In Armut zeigt er sich sparsam, in Reichtum rechtschaffen, unter Lebenden liebevoll und beim Anblick des Todes von Trauer erfüllt. Diese vier Äußerungen dürfen nicht unwahr und heuchlerisch sein, deshalb geht er in sich. Ohne sich je zu erschöpfen, kommen sein inneres Gefühl in seiner Liebesbetätigung, seine Ehrfurchtsbezeigungen in seiner Körperhaltung, seine Unterweisungen in seinen Äußerungen zum Ausdruck. Seine Empfindungen ergießen sich wie ein Strom durch alle seine Glieder, der bis an die äußere Haut vordringt. Selbst wenn ihm bereits das weiße Haar ausfällt, hält er noch daran fest. Ist er nicht wie ein Heiliger?

Wenn jemandes Willenskraft nicht stark ist, so reicht seine Einsicht nicht weit, und wenn seine Worte kein Vertrauen verdienen, so sind auch seine Taten nicht echt. Wer von seinem Reichtum andern nicht abgeben mag, eignet sich nicht zum Freund, und wer es mit seinen Prinzipien nicht ernst nimmt, die Dinge ringsherum nicht kennt, bei Diskussionen zwischen wahr und falsch nicht zu unterscheiden vermag, ist nicht passend zum Verkehr.

Wenn die Wurzel nicht kräftig, dann verkümmert die Krone. Wenn ein Starker nicht stets an sich arbeitet, so erschlafft später seine Kraft. Aus trüber Quelle fließt kein klares Wasser. Wenn man den Taten eines Menschen nicht vertrauen kann, so büßt er seinen Ruf ein. Der Ruf bildet sich nicht ohne Grund, und Ruhm entsteht nicht von selbst. Der Ruf folgt hervorragenden Leistungen. Name und Ruhm dürfen nicht unecht sein, deshalb geht man in sich.

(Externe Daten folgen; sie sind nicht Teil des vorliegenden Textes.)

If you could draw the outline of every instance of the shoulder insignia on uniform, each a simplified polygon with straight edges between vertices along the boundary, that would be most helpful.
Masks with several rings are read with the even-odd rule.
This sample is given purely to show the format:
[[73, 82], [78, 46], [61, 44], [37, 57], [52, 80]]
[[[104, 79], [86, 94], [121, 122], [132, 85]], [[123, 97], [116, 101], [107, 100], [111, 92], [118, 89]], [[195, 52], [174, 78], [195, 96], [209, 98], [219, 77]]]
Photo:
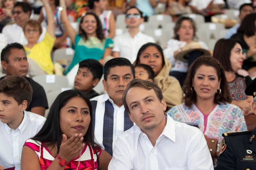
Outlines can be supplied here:
[[246, 131], [243, 132], [227, 132], [227, 133], [224, 133], [222, 134], [222, 136], [225, 137], [225, 136], [235, 136], [236, 135], [243, 135], [244, 134], [249, 133], [251, 133], [251, 131], [249, 131], [248, 130], [246, 130]]
[[223, 146], [222, 146], [222, 147], [221, 148], [221, 151], [220, 152], [220, 155], [219, 155], [219, 156], [222, 153], [223, 153], [223, 152], [224, 152], [224, 151], [225, 150], [225, 149], [226, 149], [227, 147], [227, 144], [225, 144]]
[[254, 138], [255, 137], [255, 135], [253, 135], [251, 137], [251, 138], [250, 138], [250, 141], [251, 142], [251, 141], [252, 140], [252, 139]]

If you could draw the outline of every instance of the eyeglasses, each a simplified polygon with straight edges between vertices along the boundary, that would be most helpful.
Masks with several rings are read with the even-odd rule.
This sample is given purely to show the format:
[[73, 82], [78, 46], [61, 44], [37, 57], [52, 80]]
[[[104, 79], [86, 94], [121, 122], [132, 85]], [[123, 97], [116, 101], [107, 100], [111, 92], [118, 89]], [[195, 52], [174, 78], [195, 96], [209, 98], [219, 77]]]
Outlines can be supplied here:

Wenn man viel redet und die Taten vernachlässigt, dann wird man mit allen seinen Auseinandersetzungen kein Gehör finden, und wenn man große Kraft aufwendet, sich aber seines Erfolges rühmt, dann wird man sein Ziel nicht erreichen trotz aller Anstrengung. Die Verständigen überlegen sich die Dinge, aber machen nicht viele Worte, sie arbeiten mit großer Energie, aber brüsten sich nicht mit ihren Taten. Auf diese Weise verbreitet sich ihr Ruf und ihr Ruhm in der ganzen Welt.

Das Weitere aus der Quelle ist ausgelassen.